Cities tend to segregate functions, but Liu Jiakun takes the opposite approach and sustains a delicate balance to integrate all dimensions of the urban life. In a world that tends to create endless dull peripheries, he has found a way to build places that are a building, infrastructure, landscape and public space at the same time. His work may offer impactful clues on how to confront the challenges of urbanization, in an era of rapidly growing cities.
Alejandro Aravena, Chair of the Jury and 2016 Pritzker Prize Laureate
Tom Pritzker, Chairman of The Hyatt Foundation, which sponsors the award, said: “Liu Jiakun uplifts through the process and purpose of architecture, fostering emotional connections that unite communities. There is a wisdom in his architecture, philosophically looking beyond the surface to reveal that history, materials and nature are symbiotic.”
An unexpected pathway to architecture
Born in 1956 in Chengdu, People’s Republic of China, Liu spent much of his childhood in the corridors of Chengdu Second People’s Hospital, founded as Gospel Hospital in 1892, where his mother was an internist. He credits the environment of the Christian medical institute for cultivating his lifelong inherent religious tolerance. Although nearly all of his immediate family members were physicians, he displayed an interest for creative arts, exploring the world through drawing and literature, eventually prompting a teacher to introduce architecture as a profession.
At seventeen, Liu was part of China’s Zhiqing, or program of “educated youth” assigned to vocational peasant farming in the countryside.

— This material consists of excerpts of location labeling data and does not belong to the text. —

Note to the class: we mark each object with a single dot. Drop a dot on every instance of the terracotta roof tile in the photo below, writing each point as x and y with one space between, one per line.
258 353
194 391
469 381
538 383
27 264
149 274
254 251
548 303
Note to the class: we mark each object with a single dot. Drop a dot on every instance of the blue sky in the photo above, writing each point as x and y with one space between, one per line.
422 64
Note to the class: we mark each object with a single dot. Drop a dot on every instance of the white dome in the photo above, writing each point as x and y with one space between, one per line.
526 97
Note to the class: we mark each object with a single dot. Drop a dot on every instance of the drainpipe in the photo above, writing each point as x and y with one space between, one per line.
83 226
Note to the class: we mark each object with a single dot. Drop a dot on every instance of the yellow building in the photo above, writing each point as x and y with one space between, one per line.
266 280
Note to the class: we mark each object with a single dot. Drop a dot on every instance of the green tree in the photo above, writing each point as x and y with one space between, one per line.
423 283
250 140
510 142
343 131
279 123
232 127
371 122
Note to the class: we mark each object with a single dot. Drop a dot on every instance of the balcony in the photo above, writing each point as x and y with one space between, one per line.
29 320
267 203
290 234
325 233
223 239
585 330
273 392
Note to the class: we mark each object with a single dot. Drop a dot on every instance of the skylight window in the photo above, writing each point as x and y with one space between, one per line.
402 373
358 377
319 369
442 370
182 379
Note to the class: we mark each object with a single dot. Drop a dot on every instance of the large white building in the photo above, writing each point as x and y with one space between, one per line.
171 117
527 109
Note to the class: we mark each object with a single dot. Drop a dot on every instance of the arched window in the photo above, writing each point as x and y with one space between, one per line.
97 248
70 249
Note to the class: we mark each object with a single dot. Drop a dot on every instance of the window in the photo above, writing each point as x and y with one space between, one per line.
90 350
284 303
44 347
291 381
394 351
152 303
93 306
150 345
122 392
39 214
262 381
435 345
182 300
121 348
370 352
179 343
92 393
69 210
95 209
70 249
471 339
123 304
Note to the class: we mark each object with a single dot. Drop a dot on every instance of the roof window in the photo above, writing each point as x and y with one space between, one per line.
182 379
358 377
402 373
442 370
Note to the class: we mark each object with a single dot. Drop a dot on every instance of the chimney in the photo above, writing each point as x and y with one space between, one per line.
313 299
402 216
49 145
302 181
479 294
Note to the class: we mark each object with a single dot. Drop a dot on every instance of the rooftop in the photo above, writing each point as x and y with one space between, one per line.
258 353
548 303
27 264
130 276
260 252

Life, at the time, felt inconsequential, until he was accepted to attend the Institute of Architecture and Engineering in Chongqing (renamed Chongqing University) in 1978. Admittedly, he didn’t fully comprehend what it meant to be an architect but, “like a dream, I suddenly realized my own life was important”.
Liu graduated with a Bachelor of Engineering degree in Architecture in 1982 and was amongst the first generation of alumni tasked with rebuilding China during a transformative time for the nation.
Working for the state-owned Chengdu Architectural Design and Research Institute in his early career, he volunteered to temporarily relocate to Nagqu, Tibet (1984–1986), the highest region on earth, which he attributed to his “fear of nothing and painting and writing skills.” During those years and the several that followed, he was an architect by day, but an author by night, deeply engrossed in literary creation.
“Writing novels and practicing architecture are distinct forms of art, and I didn’t deliberately seek to combine the two. However, perhaps due to my dual background, there is an inherent connection between them in my work, such as the narrative quality and pursuit of poetry in my designs,” Liu said.
Liu established Jiakun Architects in 1999 in Chengdu and continues to practice and reside in the city. He is a visiting professor at the School of Architecture Central Academy of Fine Arts in Beijing, China.